What are some common winter exercise excuses?

Winter is a time when excuses pile up like snowdrifts when it comes to exercising. To get you moving, we need to dispel the following myths:

  • “It’s too cold!” Don’t forget to dress in layers, buy appropriate winter gear, and pick activities based on the weather. You can walk, ice skate, or snowshoe just as much as you can run in the summer.
  • “I don’t have time.” The smallest bursts of activity can add up. Work out for 10 minutes during your lunch break, do bodyweight exercises while watching TV, or take the stairs rather than the elevator.
  • “I don’t have a gym membership.” Staying active doesn’t require expensive gym memberships or fancy equipment. Join a community fitness class, explore your local park, or use free online workouts.
  • “I hate exercising alone.” Join a group fitness class or find a workout buddy for motivation and social interaction. As well as getting active and having fun with friends, winter sports such as skiing and snowboarding are great ways to stay active.

How can I stay active in the winter?

Finding activities that you enjoy and can fit into your schedule is the key:

  • Outdoor activities. Whether you want to walk briskly, ski, ice skate, or shovel snow, bundle up and head outside.
  • Indoor activities. Getting fit can be as easy as joining a gym or fitness class, trying home workouts with online videos or apps, dancing to your favorite music, or climbing stairs.
  • Winter sports. Many indoor leagues and recreational options are available for sports like basketball, volleyball, and swimming.
  • Social activities. Join a hiking group, take an active class, or walk your dog with a neighbor.

What are some tips for staying motivated in the winter?

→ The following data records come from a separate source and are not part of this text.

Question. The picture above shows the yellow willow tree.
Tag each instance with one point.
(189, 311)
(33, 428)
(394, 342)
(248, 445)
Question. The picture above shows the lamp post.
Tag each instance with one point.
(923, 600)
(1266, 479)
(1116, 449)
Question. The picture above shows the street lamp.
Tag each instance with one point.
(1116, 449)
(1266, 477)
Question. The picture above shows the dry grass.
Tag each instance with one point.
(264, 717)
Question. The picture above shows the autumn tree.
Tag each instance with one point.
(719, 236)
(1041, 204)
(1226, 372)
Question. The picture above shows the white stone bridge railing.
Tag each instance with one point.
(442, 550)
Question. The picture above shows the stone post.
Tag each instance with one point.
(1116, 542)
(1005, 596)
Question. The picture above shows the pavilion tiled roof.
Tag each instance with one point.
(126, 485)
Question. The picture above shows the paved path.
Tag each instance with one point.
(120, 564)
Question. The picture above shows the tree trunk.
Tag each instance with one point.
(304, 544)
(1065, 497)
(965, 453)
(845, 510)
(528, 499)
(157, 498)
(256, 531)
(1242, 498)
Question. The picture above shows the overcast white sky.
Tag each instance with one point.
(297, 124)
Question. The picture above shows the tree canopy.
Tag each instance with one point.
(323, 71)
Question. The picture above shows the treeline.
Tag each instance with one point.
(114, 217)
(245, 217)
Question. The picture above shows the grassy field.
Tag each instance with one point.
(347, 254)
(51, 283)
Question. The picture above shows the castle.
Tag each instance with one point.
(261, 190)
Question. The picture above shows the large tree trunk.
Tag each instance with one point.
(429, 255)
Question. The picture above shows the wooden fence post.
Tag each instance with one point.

  • Set realistic goals. You can gradually increase the intensity and duration of your workouts by starting with small, attainable goals.
  • Find an activity you enjoy. You’ll be more likely to stick with it if you do this.
  • Exercise with a friend or family member. Staying motivated and accountable is easier when you have someone to exercise with.
  • Reward yourself for your progress. Keep yourself motivated by celebrating your accomplishments.
  • Dress appropriately. Wear layers of warm clothing and proper footwear to stay comfortable in the cold.
  • Listen to your body. You shouldn’t push yourself too hard, and you should take rest days when you need them.

Is it safe to exercise in cold weather?

While exercising in cold weather is generally safe, it’s essential to take precautions:

  • Dress in layers. Stay dry and comfortable by wearing layers of warm, breathable clothing.
  • Cover your head, hands, and feet. Frostbite is most likely to occur in these areas.
  • Be aware of the wind chill. The wind can make it feel colder than it really is.
  • Start slowly and gradually increase your intensity. As your body adjusts to the cold, it takes time.
  • Take breaks indoors if you get too cold. Make sure you don’t overdo it.

I’m not very active; can I still benefit from staying active in the winter?


Having even a little activity is better than having none at all. A small change, such as taking the stairs instead of the elevator or walking for 15 minutes a day, can have a significant impact.